Sunday, June 15, 2008

Three Deaths and A Journey Onward

It's been a while since I last posted. Welcome back to me, thank you. I've been away (at least from this blog) for a long three months, and I feel so much has happened and I can't begin to tell the world what has become of me.

Three Deaths

I mourne the deaths of my two surrogate fathers and my grandma. Who I considered two of my surrogate fathers were Doc Prudente and Ka Bel. Doc Prudente was the PUP president when I became active as a student council officer (1990-1992). Doc Prudente was a passionate father to the students of PUP who came from the basic sectors of our society. He fought hard for a bigger budget for the university with around 50,ooo students. His brilliance rose even higher when he established the Open University when everybody else were doing researches about distant education, extending the boundaries of affordable quality higher education to far flung provinces. Even as two ambush attempts didn't stop him from pursuing his humane causes. He was riddled with bullets and false communist accusations just to deny his lofty aspirations for the masses.

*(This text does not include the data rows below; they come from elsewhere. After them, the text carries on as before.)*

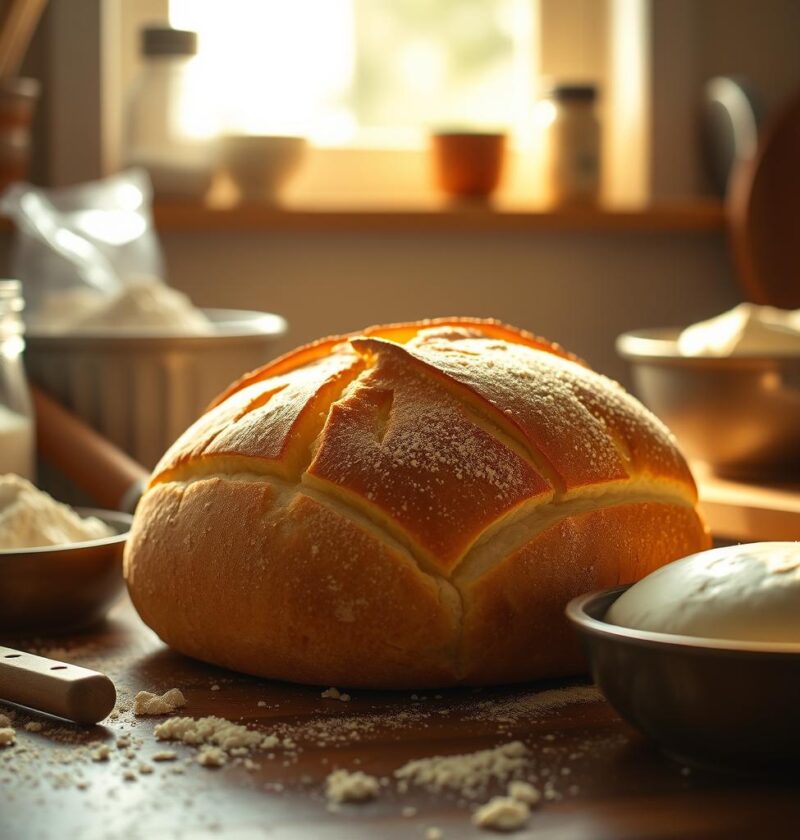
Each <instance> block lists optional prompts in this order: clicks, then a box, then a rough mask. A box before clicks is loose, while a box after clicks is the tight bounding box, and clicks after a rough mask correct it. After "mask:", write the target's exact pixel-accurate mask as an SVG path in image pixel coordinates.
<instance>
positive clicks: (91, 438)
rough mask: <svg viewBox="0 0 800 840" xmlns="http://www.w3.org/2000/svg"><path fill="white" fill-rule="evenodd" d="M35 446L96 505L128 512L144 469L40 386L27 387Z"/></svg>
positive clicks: (138, 491)
mask: <svg viewBox="0 0 800 840" xmlns="http://www.w3.org/2000/svg"><path fill="white" fill-rule="evenodd" d="M31 392H32V394H33V404H34V408H35V409H36V446H37V449H38V451H39V453H40V454H41V455H42V456H43V457H44V458H46V459H47V460H48V461H49V462H50V463H51V464H52V465H53V466H54V467H56V468H57V469H58V470H60V471H61V472H62V473H64V475H66V476H67V477H68V478H70V479H71V480H72V481H74V482H75V484H77V485H78V487H80V488H81V489H82V490H84V491H85V492H86V493H88V494H89V495H90V496H91V497H92V498H93V499H94V500H95V501H96V502H97V504H99V505H101V506H102V507H105V508H111V509H112V510H126V511H127V512H130V513H132V512H133V511H132V508H134V507H135V506H136V501H137V500H138V498H139V496H140V495H141V490H142V488H143V486H144V483H145V482H146V480H147V477H148V476H147V471H146V470H145V469H144V467H143V466H142V465H141V464H138V463H137V462H136V461H134V460H133V458H130V457H128V456H127V455H126V454H125V453H124V452H122V451H121V450H120V449H118V448H117V447H116V446H114V444H112V443H110V442H109V441H107V440H106V439H105V438H104V437H102V436H101V435H99V434H98V433H97V432H96V431H95V430H94V429H92V428H90V427H89V426H87V425H86V423H84V422H83V420H80V419H79V418H78V417H76V416H75V415H74V414H73V413H72V412H71V411H68V410H67V409H66V408H64V407H63V406H62V405H61V404H60V403H58V402H56V401H55V400H54V399H53V398H52V397H50V396H48V395H47V394H45V393H44V391H42V390H41V389H40V388H37V387H35V386H34V387H33V388H31Z"/></svg>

When he retired from the academe, Doc Prudente ran for the Senate in the hope to bring genuine reforms and put an end to traditional politics, together with presidential and vice-presidential candidates Jovito Salonga and Nene Pimentel, respectively. It was to be a dream ticket, the Liberal Party, composed of such great men and women as nationalists Bobby Tañada, and Vic Ziga. But indeed, Philippine politics is ruled by the power of guns, goons and gold so that they the cash-starved party lagged way behind the predictable traditional, rich politicians. I cannot forget the humbling campaigns we had in Bicol. While the other parties owned private jets to take their candidates to more places, we've seen Doc in barong shuttled in a fish truck to transport him from Camarines Sur to Albay. I still cry when I rember it happened. It was ironic for his stature as a well-esteemed academician, but the scene surely captured the kind of politics that he was courting. Doc's was a life well-lived, a life he offered to uplift the lives of the others.

A kibitz called Ka Crispin Beltran's death as boring. He must have expected Ka Bel dying in the street of the fascist regime, riddled with bullets, with clinched fists, and shouting for social justice. Or perhaps his body found in parts, his brain taken out for rags and cottons - as gory as the death of Juan Escandor's under the brutal hands of the martial law berdugos. Or maybe, simply gunned down afresh from the halls of Congress.

Ka Bel's life was far from being boring, what with his every vein pulsating to the call of proletarian emancipation, his nerves pounding to the harp of his land's complete freedom from tyranny and imperialism. His demise, an ironic decrescendo of a life offered to a just revolution.

[can't finish this without being too emotional. i'll be back.]

Ka Bel's life was an open book; it was a self-less life offered to proletarian liberation and social transformation.